Relative binding affinities using Amber

The procedure has become much simpler with Amber 13, as is described below.
For the old procedure in Amber 11, see below.
ccpbiosim

The sign of the results is that of the reaction from lambda=0 to lambda=1 (i.e. a negative sign means that lambda=1 is more stable).
The lambda=0 state is that defined in timask1.
You should calculate dG(tot) = dG(protein) - dG(water).

Amber 13-

Starting from Amber 13, TI can be performed with pmemd, using a single prmtop file, containing both ligands as separate residues.
There is no need to reorder atoms for the soft core.

Ensure that you have *.in files for the two ligands and a pdb file with the protein and the two ligands (prot.pdb).
Atoms that should be common for the two ligands need to be perfectly overlapping (these atoms are identified by the coordinates, not by atom names, which may be different).
Set up the protein as described in the equilibration home page.
Run tleap with the pdb file with protein+ligand1+ligand2.
Save the files as prot.prm and prot.rst
Remove the protein from the pdb file (wat.pdb) and run tleap again with this file.
Save the files as wat.prm and wat.rst
A template leap.in file is given below.
Run mkfep-pmemd to set up all the needed files for the FEP calculation.
Answer the following questions (or better put the answers in a fep.in file)
- Length of the equilibration simulation (0.5 ns)
- Length of the equilibration simulation (1.0 ns)
- Number of lambda values (13;
     predefined sequences are
     11: 0, 0.1, ..., 0.9, 1.0
     13: 0, 0.05, 0.1, 0.2, ..., 0.8, 0.9, 0.95, 1.0
     21: 0, 0.05, 0.1, 0.15, ..., 0.85, 0.9, 0.95, 1.0
     if you enter another number, you need to specify the values also
- Name of ligand 1 (3 letters)
- Name of ligand 2 (3 letters)
- Atoms in the soft core of ligand 1 (string of atom names)
- Atoms in the soft core of ligand 2 (string of atom names)
- Residue number of the last crystal-water molecule
- Computer on which the calculations will be run (platon, alarik, or abisko
- Whether you want random velocities or not (useful if you want to generate independent simulations; then, use also different solvent boxes, cf.
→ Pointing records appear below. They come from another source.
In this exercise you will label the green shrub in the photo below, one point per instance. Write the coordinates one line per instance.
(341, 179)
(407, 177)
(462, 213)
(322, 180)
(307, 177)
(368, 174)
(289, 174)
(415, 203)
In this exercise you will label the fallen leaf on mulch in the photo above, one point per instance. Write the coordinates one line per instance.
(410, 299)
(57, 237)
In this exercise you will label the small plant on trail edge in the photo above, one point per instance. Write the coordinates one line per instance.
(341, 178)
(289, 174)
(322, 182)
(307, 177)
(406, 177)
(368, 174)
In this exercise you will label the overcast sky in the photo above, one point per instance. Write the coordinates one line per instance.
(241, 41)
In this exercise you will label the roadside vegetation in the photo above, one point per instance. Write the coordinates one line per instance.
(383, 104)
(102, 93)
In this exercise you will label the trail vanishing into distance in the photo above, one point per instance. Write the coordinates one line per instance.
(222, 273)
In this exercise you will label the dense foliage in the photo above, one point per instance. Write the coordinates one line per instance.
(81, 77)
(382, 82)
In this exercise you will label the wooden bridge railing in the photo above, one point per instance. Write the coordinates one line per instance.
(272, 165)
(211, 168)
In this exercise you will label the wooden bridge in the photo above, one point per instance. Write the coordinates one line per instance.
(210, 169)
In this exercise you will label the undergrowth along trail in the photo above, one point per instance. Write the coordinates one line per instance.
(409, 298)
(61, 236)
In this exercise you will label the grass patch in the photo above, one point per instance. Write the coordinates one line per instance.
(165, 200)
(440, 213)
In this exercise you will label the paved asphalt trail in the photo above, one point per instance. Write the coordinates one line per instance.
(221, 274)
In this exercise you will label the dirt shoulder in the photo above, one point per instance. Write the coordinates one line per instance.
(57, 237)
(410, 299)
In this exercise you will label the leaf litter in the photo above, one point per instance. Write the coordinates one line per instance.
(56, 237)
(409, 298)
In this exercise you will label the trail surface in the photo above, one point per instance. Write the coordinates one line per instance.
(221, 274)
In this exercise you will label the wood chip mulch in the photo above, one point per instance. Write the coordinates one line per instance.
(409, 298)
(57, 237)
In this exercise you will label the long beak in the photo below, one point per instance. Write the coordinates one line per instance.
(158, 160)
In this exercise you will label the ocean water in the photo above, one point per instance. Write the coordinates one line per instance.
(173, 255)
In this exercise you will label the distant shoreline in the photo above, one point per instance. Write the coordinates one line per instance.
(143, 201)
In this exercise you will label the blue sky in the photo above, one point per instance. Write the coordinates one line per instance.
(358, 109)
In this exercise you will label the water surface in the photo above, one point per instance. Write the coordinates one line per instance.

SIIT)
- Wall-clock-time of prot and wat simulation (on one line, two integers)
Note that the soft-core mask also defines which atoms will have different coordinates for the two ligands.

mkfep-pmemd sets ifmbar=1, bar_intervall=1000,bar_l_min=0.00,bar_l_max=1.00,bar_l_incr=0.05
and
snapshots saved every 1 ps
If you want anything else, you may easily change the code:
cp /temp4/bio/Amber/Gfortran/mkfep-pmemd.f .
gfortran -o mkfep-pmemd mkfep-pmemd.f
Move the files to the remote computer and start all simulations by
. sub.bash

If you have a metal site that requires restraints (e.g. Ca with several water molecules), prepare a file with the restraints and call it rst. mkfep-pmemd will see this file and set up the needed lines in the sander.in files.

Sample rst file:

&rst
   iat=24132,26210,
   r1=0.0,r2=2.4,r3=2.4,r4=100.,
   rk2=50.0,rk3=50.0
&end

&rst iat=0 &end

Amber (owing to some bug) sometimes moves atoms outside the soft-core mask:
     Error : Atom    3325 does not have match in V1 !
This can be fixed by running modrest, command ff on the reOstart file, the prmtop file, and the sander.in file (with soft-core information).

When jobs are finished, calculate free energies with pymbar.
Also use overlap to check that the number of lambda values is proper.

You should always check the RMSD of the ligand compared to the starting structure.
This can be done with the following script:

for x in 0.00 0.05 0.10 0.20 0.30 0.40 0.50 0.60 0.70 0.80 0.90 0.95 1.00 ; do
echo prot Lambda = $x
# Wrap file
echo trajin prot-$x.mdcrd4 >ptraj.in
echo trajout prot-$x.mdcrd4-wrap trajectory >>ptraj.in
echo autoimage :138 >>ptraj.in
echo go >>ptraj.in
cpptraj prot.prm ptraj.in
# Calculate RMSD
echo trajin prot-$x.mdcrd4-wrap >rmsd.in
echo reference prot.rst >>rmsd.in
echo rmsd :1-137 reference perres perresout rmsd-$x range 138-139 >>rmsd.in
echo go >>rmsd.in
cpptraj prot.prm rmsd.in
done
done

It does not seem to work properly.
Use changepdb, command rf instead (I will update this program to make it automatic).
/temp3/Ulf/Backup/Spa/Hf/Red/Std/Cm

Energy decomposition with Amber is done by setting idecomp=1 in the input file and directly after &end (residue numbers):
Residues considered for decomp
RRES 1 6228
END
Residues to print
RES 1 6228
END
END

Possibly also:
Residues considered as LIG
LRES 9 14

No:         | ERROR:   PMEMD 14 does not support idecomp != 0!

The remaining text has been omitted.